Nova Rede de RMN junta sete centros de investigação europeus e um americano
2020-11-06
Rede PANACEA permitirá o acesso trans-nacional de investigadores e técnicos da academia e das empresas às melhores infraestruturas europeias de RMN de sólidos.

O Laboratório de Ressonância Magnética Nuclear (RMN) de Sólidos do CICECO-Instituto de Materiais de Aveiro e da Universidade de Aveiro (UA) acaba de ver financiado um projecto, que liga em rede sete centros europeus e um americano congéneres e duas empresas, intitulado “PANACEA: Pan-European Solid-State NMR Infrastructure for Chemistry-Enabling Access”. Em breve, será construído um novo edifício no campus para albergar todos os equipamentos de RMN do Departamento de Química.

“Mais um sucesso para a investigação que se realiza na UA e para os seus investigadores”, elogia Artur Silva, Vice-reitor para a Investigação, Inovação e Formação de 3º Ciclo da UA. “Este projeto premeia um conjunto de investigadores e uma área de investigação (RMN) que teve o seu grande impulso na UA no início dos anos 90, com a aquisição dos primeiros espetrómetros de alta resolução, primeiro o de solução e depois o de sólidos. Contudo, desde essa altura e com muito trabalho e esforço, pode agora o laboratório de RMN de sólidos da UA integrar esta rede europeia de excelência, que trará grande visibilidade internacional a este laboratório de RMN”, destaca o membro da equipa reitoral.

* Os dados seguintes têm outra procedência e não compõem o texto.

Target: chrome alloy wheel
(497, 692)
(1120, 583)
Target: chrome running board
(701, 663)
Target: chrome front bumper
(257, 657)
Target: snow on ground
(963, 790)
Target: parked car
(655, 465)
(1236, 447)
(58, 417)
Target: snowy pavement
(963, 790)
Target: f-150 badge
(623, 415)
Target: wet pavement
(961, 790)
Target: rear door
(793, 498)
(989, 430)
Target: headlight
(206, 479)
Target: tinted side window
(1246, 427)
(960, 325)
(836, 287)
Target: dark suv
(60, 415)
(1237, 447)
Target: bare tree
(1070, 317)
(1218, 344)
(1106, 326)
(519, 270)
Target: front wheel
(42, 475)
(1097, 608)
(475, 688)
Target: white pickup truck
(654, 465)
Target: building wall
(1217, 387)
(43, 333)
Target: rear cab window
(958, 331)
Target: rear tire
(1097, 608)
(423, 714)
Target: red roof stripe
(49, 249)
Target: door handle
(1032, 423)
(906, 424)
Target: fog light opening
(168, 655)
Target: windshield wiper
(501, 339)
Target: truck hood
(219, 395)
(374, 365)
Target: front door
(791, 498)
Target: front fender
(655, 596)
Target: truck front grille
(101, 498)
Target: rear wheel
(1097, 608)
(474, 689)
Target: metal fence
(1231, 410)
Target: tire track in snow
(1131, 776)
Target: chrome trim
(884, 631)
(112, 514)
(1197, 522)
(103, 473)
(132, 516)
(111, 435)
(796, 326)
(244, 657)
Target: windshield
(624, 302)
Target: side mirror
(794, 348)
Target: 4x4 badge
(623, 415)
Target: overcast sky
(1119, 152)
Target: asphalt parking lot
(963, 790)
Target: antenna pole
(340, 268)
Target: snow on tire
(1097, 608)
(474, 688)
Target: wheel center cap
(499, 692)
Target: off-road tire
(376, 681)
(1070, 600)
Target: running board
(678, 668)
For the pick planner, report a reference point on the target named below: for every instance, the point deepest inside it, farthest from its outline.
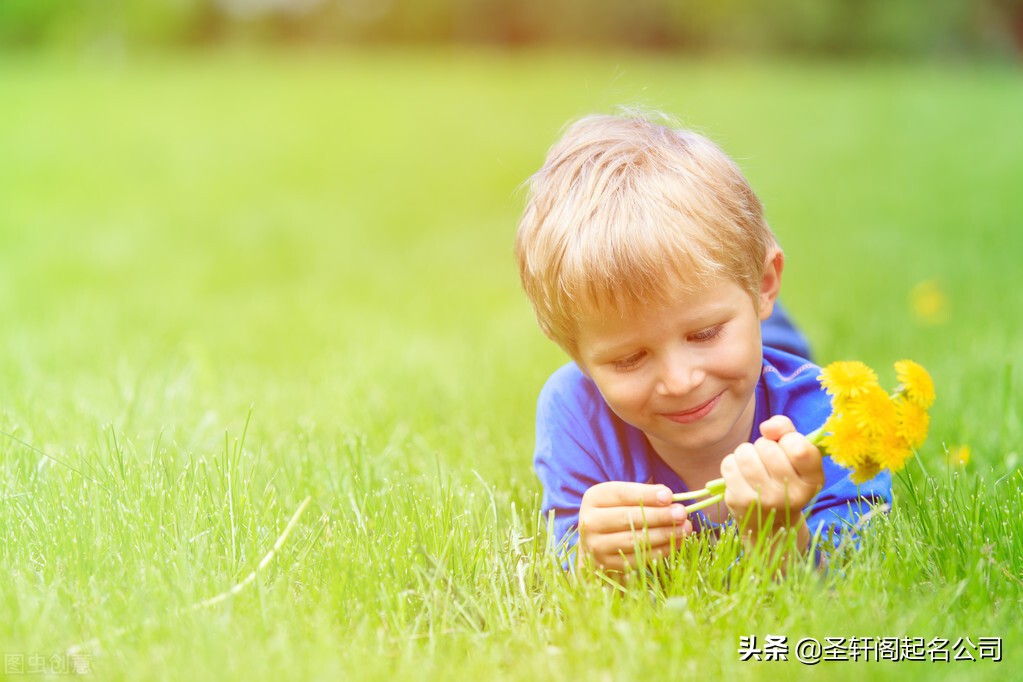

A investigação em RMN de sólidos tem, assim, três décadas de história na UA e a integração nesta rede europeia “confirma a excelência e a visibilidade internacional do laboratório do CICECO-UA”, afirma João Rocha, diretor deste laboratório associado da UA. Participam neste projeto os membros do Departamento de Química, João Rocha, Luís Mafra e Mariana Sardo.

Novo edifício para os equipamentos de RMN

A Rede PANACEA permitirá o acesso trans-nacional de investigadores e técnicos da academia e das empresas às melhores infraestruturas europeias de RMN de sólidos, estimulando a colaboração entre os laboratórios que a integram, e promovendo a geração de novo conhecimento e a inovação, explica o investigador e diretor. Os laboratórios de RMN de sólidos e de líquidos da UA fazem também parte da Rede Portuguesa de RMN (PTNMR), que reúne os principais centros nacionais da área. Esta Rede foi financiada pela FCT, o que permitiu à UA adquirir um dos poucos equipamentos de polarização nuclear dinâmica existentes na Europa, no valor de cerca de 2 M€. Recentemente, no quadro da PTNMR, o programa POCI (FEDER) co-financiou a construção de um edifício para albergar todos os equipamentos de RMN do Departamento de Química, que contou também com uma comparticipação muito relevante da Reitoria da UA. Este edifício, contíguo aos Laboratórios Tecnológicos, no campus de Santiago e ao lado do Departamento de Química, deverá estar concluído no Verão de 2021.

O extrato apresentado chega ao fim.